Dewasa ini, memahami bahwa “ilmu” juga identik dengan “hadits” – selain, Al-Qur’an – adalah sesuatu yang sangat penting. Menurut pengamatan kami, salah satu faktor yang mengaburkan pemahaman dan pengamalan Islam di tengah-tengah umat adalah terkuburnya hadits dari ingatan kultur keseharian mereka. Tradisi yang sampai kepada kita meneguhkan bahwa hanya haditslah yang memiliki otoritas tertinggi menjelaskan makna dan kandungan ayat-ayat Al-Qur’an. Tanpa hadits, keinginan untuk kembali kepada Kitabullah nyaris sia-sia. Kalam Allah itu akan tetap “mengambang” dan terasa sukar diamalkan, karena hadits sebagai penjelasan teknisnya tidak kita pelajari. Ini sesuatu yang sudah disepakati kebenarannya oleh para ulama’. Dengan kata lain, hadits adalah bagian utama kurikulum pendidikan Islam yang paling otentik, selain Al-Qur’an dan segala ilmu yang terikat dengannya. Maka, tidak berlebihan kiranya bila kita sangat butuh untuk menyertakan hadits dalam kurikulum pendidikan umat ini, sebagai materi pokok dan sumber ilmu, bukan pelengkap dan aksesoris belaka.

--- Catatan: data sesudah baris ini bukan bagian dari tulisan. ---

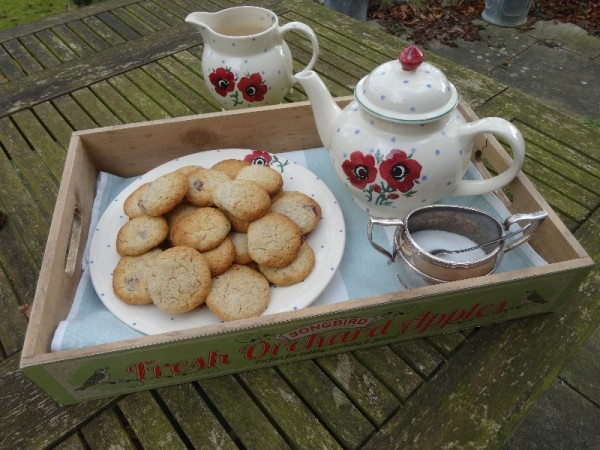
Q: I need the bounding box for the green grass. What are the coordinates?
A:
[0,0,73,31]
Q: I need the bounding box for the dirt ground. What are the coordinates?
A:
[368,0,600,47]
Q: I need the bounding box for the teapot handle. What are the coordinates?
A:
[452,117,526,197]
[278,22,320,73]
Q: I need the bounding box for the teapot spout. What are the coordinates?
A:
[295,70,342,147]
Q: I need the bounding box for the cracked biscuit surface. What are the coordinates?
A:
[113,248,162,304]
[148,246,212,314]
[212,179,271,222]
[185,168,231,207]
[170,207,231,252]
[235,164,283,196]
[247,212,303,268]
[141,171,188,216]
[271,191,322,234]
[206,264,270,321]
[116,215,168,256]
[259,242,315,286]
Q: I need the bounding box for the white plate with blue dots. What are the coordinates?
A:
[89,149,346,335]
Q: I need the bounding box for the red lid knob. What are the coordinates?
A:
[399,45,424,71]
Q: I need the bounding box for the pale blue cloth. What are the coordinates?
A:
[51,147,546,351]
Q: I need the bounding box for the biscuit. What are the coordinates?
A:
[141,171,188,216]
[206,264,270,321]
[230,232,253,264]
[212,179,271,221]
[170,207,231,252]
[247,212,303,267]
[271,191,322,234]
[259,242,315,286]
[148,246,212,314]
[202,236,236,277]
[123,183,150,219]
[185,168,231,207]
[235,164,283,196]
[211,158,250,179]
[116,215,168,256]
[112,248,162,304]
[224,211,251,233]
[176,165,203,176]
[165,202,199,240]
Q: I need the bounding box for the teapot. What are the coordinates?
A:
[186,6,319,110]
[294,45,526,218]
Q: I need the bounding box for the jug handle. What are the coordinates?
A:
[278,22,320,72]
[502,210,547,252]
[451,117,526,197]
[367,217,405,264]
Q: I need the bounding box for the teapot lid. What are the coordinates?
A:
[355,45,459,123]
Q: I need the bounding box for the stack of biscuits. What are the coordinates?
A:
[112,157,322,322]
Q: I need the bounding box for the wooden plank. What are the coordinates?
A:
[354,346,423,402]
[107,74,171,120]
[238,368,342,449]
[67,20,111,52]
[0,181,43,307]
[53,433,87,449]
[141,60,216,114]
[89,80,147,124]
[522,152,598,211]
[52,95,98,131]
[82,16,127,47]
[199,375,291,449]
[33,101,76,149]
[0,117,58,219]
[111,6,157,36]
[158,52,221,111]
[34,29,79,63]
[0,353,116,450]
[97,11,142,41]
[0,45,25,81]
[117,391,187,449]
[317,352,400,426]
[0,26,202,118]
[128,3,173,30]
[18,34,62,69]
[426,332,466,358]
[157,383,238,449]
[2,38,44,75]
[141,0,185,25]
[11,109,66,181]
[51,24,95,58]
[0,0,141,42]
[278,359,375,449]
[390,339,446,379]
[125,67,194,117]
[81,407,136,450]
[477,89,600,162]
[71,88,123,127]
[0,266,29,355]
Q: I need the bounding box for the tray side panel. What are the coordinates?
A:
[22,265,590,404]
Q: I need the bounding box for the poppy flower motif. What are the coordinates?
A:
[379,149,422,193]
[238,73,268,102]
[244,150,272,166]
[342,151,378,190]
[209,67,236,97]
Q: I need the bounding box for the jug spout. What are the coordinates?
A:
[294,70,342,147]
[185,11,214,39]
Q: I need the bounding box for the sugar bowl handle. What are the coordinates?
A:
[367,217,405,264]
[453,117,526,196]
[503,210,548,252]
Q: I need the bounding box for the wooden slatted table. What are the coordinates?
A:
[1,0,598,448]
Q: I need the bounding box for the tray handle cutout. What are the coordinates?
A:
[65,206,83,277]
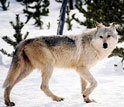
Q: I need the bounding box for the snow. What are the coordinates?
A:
[0,0,124,107]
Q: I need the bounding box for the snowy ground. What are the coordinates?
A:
[0,0,124,107]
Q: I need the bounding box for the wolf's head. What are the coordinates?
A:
[91,22,118,52]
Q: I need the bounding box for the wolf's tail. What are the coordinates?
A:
[3,51,24,88]
[2,41,30,88]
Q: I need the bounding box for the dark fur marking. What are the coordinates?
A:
[22,50,30,62]
[24,39,34,45]
[83,94,86,98]
[85,100,90,103]
[42,36,76,47]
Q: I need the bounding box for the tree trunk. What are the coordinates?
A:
[57,0,68,35]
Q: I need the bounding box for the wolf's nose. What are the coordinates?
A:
[103,43,108,49]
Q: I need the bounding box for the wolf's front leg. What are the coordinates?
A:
[41,65,64,101]
[77,66,97,103]
[80,77,87,94]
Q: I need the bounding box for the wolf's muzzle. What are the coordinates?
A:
[103,43,108,49]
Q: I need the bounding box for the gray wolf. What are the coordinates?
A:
[3,22,118,106]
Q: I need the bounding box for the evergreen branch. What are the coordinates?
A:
[24,14,31,24]
[26,5,36,9]
[0,0,10,10]
[0,49,12,57]
[66,6,73,30]
[118,36,124,42]
[24,32,29,40]
[109,47,124,58]
[72,14,85,25]
[75,2,86,14]
[55,0,62,3]
[10,21,16,29]
[13,34,22,44]
[23,9,33,15]
[2,36,17,47]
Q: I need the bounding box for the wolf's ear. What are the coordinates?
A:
[110,23,115,29]
[95,21,103,28]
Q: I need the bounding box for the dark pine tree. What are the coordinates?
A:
[0,14,29,57]
[23,0,50,29]
[0,0,10,11]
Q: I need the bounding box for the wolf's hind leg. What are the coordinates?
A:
[41,65,64,101]
[4,61,33,106]
[77,67,97,103]
[4,86,15,106]
[15,64,34,84]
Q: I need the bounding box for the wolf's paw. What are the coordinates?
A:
[84,98,96,103]
[5,101,15,106]
[52,96,64,102]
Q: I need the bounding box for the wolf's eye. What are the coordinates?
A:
[99,36,103,39]
[107,35,111,38]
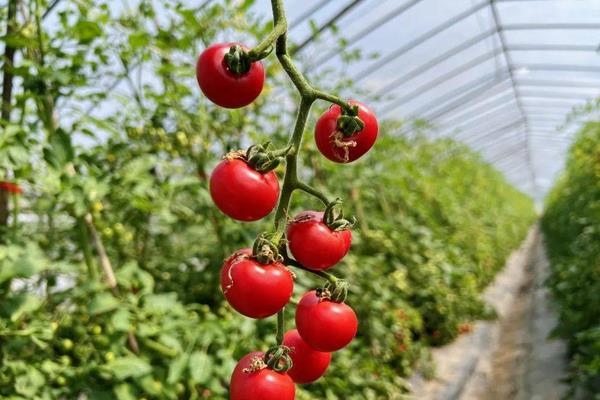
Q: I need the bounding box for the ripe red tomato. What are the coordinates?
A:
[315,100,378,163]
[210,158,279,222]
[196,43,265,109]
[287,211,351,270]
[283,329,331,384]
[220,249,293,319]
[295,290,358,352]
[230,352,295,400]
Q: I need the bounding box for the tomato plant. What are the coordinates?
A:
[0,0,536,398]
[200,0,376,396]
[542,121,600,396]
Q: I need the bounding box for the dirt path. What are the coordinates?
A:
[410,227,569,400]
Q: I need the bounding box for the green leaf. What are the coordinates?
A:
[167,353,189,384]
[88,293,119,314]
[142,292,178,314]
[73,20,102,44]
[14,367,45,397]
[109,357,152,380]
[189,352,211,384]
[111,308,131,331]
[0,244,44,284]
[1,293,42,322]
[43,129,74,169]
[128,32,150,49]
[113,383,137,400]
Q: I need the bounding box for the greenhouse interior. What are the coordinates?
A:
[0,0,599,399]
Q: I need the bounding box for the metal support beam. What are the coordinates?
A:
[400,82,514,136]
[352,0,489,83]
[306,0,424,68]
[473,130,523,152]
[289,0,330,30]
[508,44,599,52]
[407,70,510,118]
[373,28,497,97]
[490,0,537,195]
[516,79,600,89]
[435,92,516,126]
[293,0,365,54]
[417,77,512,123]
[438,98,518,133]
[463,117,526,145]
[440,102,520,139]
[512,64,600,73]
[458,110,523,141]
[519,91,597,100]
[381,48,505,115]
[504,23,600,31]
[489,146,527,164]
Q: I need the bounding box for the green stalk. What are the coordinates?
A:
[276,307,285,345]
[77,218,97,279]
[264,0,349,348]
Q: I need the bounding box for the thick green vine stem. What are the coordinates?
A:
[283,256,338,284]
[260,0,356,352]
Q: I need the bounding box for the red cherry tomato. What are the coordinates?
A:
[287,211,351,270]
[196,43,265,109]
[230,352,295,400]
[295,290,358,352]
[220,249,293,319]
[210,158,279,222]
[0,181,22,194]
[315,100,378,163]
[283,329,331,384]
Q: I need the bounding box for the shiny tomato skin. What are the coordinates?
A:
[315,100,378,163]
[230,352,295,400]
[287,211,351,270]
[196,43,265,108]
[220,249,293,319]
[295,290,358,352]
[210,158,279,222]
[283,329,331,384]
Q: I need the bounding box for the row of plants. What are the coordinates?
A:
[0,0,535,398]
[542,121,600,398]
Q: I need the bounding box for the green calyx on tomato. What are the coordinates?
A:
[223,45,252,76]
[337,104,365,137]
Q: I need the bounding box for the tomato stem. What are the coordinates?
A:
[247,20,287,62]
[265,0,350,351]
[284,256,338,284]
[295,181,329,205]
[276,307,285,345]
[313,89,353,111]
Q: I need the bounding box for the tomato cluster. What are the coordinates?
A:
[197,38,376,400]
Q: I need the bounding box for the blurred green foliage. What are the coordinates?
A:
[0,0,534,398]
[542,121,600,398]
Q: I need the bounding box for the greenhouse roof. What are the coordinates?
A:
[252,0,600,201]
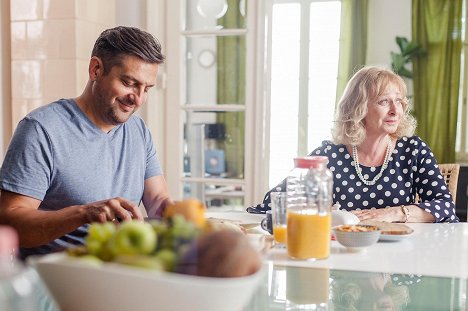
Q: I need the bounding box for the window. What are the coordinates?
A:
[267,0,342,187]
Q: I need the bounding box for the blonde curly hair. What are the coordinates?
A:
[332,65,416,146]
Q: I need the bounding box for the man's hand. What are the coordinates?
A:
[83,197,143,223]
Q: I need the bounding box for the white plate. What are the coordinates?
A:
[205,211,264,229]
[379,232,414,242]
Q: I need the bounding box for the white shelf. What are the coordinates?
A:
[181,28,247,37]
[181,177,245,186]
[205,191,245,199]
[182,104,245,112]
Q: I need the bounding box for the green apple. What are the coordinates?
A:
[156,249,177,271]
[109,221,157,256]
[87,222,116,243]
[148,220,168,236]
[114,255,163,270]
[85,222,117,258]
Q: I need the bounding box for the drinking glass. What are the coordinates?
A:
[270,192,287,246]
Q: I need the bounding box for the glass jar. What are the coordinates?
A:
[286,156,332,260]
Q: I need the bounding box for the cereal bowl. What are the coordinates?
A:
[333,225,381,249]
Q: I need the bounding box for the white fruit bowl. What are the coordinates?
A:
[29,252,264,311]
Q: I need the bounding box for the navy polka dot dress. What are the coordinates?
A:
[250,136,458,223]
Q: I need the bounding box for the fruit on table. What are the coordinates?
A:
[69,254,103,267]
[85,222,117,260]
[176,230,262,278]
[74,217,201,272]
[73,203,263,278]
[155,249,177,272]
[151,215,200,254]
[164,199,206,228]
[113,255,163,270]
[108,221,157,256]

Satu hal lagi, yang juga termasuk dalam kelompok hadits adalah riwayat sirah dan maghazi, atau biasa disebut sirah saja. Sirah secara harfiah berarti perjalanan atau biografi, yang biasanya menjelaskan sejarah sipil Rasulullah r dan para sahabat, yakni bagaimana mereka menjalani kehidupan sehari-hari sebagai warga masyarakat biasa, walau di dalamnya juga disertakan riwayat pertempuran yang terjadi di masa itu. Sementara itu, maghazi yang arti harfiahnya adalah pertempuran (tempat dan waktu), lebih berfokus untuk mengabadikan dan merinci sejarah militer generasi mereka, yakni di saat-saat khusus dimana seluruh komponen umat terjun untuk membela kehormatan agamanya di medan perang. Ironisnya, sebagian orang terlalu enggan mempelajari sejarah sipil generasi tersebut, terlebih lagi sejarah militernya, dengan beragam alasan.

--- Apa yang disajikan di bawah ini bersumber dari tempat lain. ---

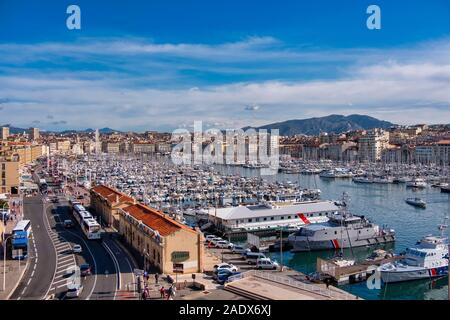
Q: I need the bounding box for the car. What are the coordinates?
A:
[209,237,223,246]
[215,240,230,249]
[63,220,74,228]
[204,234,216,242]
[217,271,241,285]
[79,264,91,276]
[231,245,247,254]
[66,284,83,298]
[256,258,279,270]
[72,244,82,254]
[214,263,238,273]
[245,252,267,265]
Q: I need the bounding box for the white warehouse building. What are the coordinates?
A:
[207,200,342,232]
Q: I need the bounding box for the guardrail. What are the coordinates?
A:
[227,270,357,300]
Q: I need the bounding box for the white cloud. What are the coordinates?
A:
[1,37,450,130]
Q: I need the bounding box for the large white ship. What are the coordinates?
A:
[288,193,395,252]
[378,217,449,284]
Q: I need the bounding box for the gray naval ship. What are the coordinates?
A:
[288,194,395,252]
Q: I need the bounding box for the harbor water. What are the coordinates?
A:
[212,165,450,300]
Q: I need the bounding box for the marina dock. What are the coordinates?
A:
[316,255,404,285]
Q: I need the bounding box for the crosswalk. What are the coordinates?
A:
[46,228,77,294]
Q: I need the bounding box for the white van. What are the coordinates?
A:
[245,252,266,265]
[232,245,247,254]
[256,258,279,270]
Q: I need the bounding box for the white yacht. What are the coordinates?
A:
[406,178,427,188]
[378,230,449,283]
[352,176,373,184]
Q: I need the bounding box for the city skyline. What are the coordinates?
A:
[1,1,450,131]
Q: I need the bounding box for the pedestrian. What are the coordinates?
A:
[159,285,165,298]
[325,278,330,289]
[154,273,159,284]
[167,285,173,300]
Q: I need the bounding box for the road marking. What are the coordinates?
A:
[102,241,120,300]
[53,278,68,285]
[31,270,35,277]
[64,230,98,300]
[58,255,74,262]
[27,278,32,286]
[57,260,75,269]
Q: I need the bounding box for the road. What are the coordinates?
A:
[10,169,137,300]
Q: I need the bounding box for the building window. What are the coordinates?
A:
[263,217,267,221]
[270,217,274,220]
[288,216,291,219]
[281,216,284,220]
[248,218,252,222]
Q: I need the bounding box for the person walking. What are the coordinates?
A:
[167,285,173,300]
[159,286,165,299]
[154,273,159,284]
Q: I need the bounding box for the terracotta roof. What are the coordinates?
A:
[122,203,196,237]
[436,140,450,145]
[91,185,134,204]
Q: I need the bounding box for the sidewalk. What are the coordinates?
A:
[0,214,28,300]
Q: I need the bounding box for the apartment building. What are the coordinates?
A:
[132,142,155,154]
[1,127,9,140]
[29,127,40,140]
[358,129,389,162]
[0,156,20,195]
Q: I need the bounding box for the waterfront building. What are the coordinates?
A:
[207,200,341,233]
[155,143,171,154]
[118,202,203,274]
[435,140,450,166]
[101,141,120,154]
[358,129,389,162]
[90,184,135,228]
[132,142,156,154]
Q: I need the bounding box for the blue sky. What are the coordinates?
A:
[1,0,450,131]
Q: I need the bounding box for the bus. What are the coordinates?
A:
[81,218,101,240]
[71,203,101,240]
[11,220,32,259]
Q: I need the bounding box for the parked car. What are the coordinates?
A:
[217,271,241,285]
[215,240,230,249]
[209,237,223,246]
[204,234,216,242]
[256,258,279,270]
[80,264,91,276]
[214,263,238,273]
[245,252,267,265]
[231,245,247,254]
[72,244,82,254]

Sirah adalah catatan otentik ketika Al-Qur’an berhasil dihadirkan ke dalam sejarah riil umat manusia. Mengenal sirah adalah bagian dari upaya mengenal keaslian Islam, termasuk dengan mengenal kebalikannya, yakni jahiliyah. Diriwayatkan bahwa ‘Umar t berkata, “Simpul-simpul Islam hanya akan terurai satu demi satu bila tumbuh (suatu generasi) dalam Islam yang tidak mengenal jahiliyah.”[10] Secara ringkas, dapat dikatakan bahwa sirah adalah tafsir yang disusun oleh Rasulullah r sendiri, bukan dalam bentuk tertulis, namun dalam tampilan nyata. Sepanjang riwayatnya benar, maka – menurut kami – sirah dapat dimutlakkan seperti itu, sebab pada dasarnya ia adalah bagian dari sunnah Nabi r. Maka, berbicara tentang sirah seharusnya tidak dilakukan sambil lalu, dengan mengutip sembarang riwayat dan cerita, di bawah naungan metodologi yang longgar dan asal-asalan. Bahaya besar telah menanti. Sebab, jika kita salah menggambarkan sirah, kita akan keliru mengenali keaslian agama kita sendiri, dan bisa jadi akan memicu kesesatan.
 



[1] Riwayat al-Bukhari, Muslim, Ahmad dan lain-lain. Ini redaksi al-Bukhari, no. 100.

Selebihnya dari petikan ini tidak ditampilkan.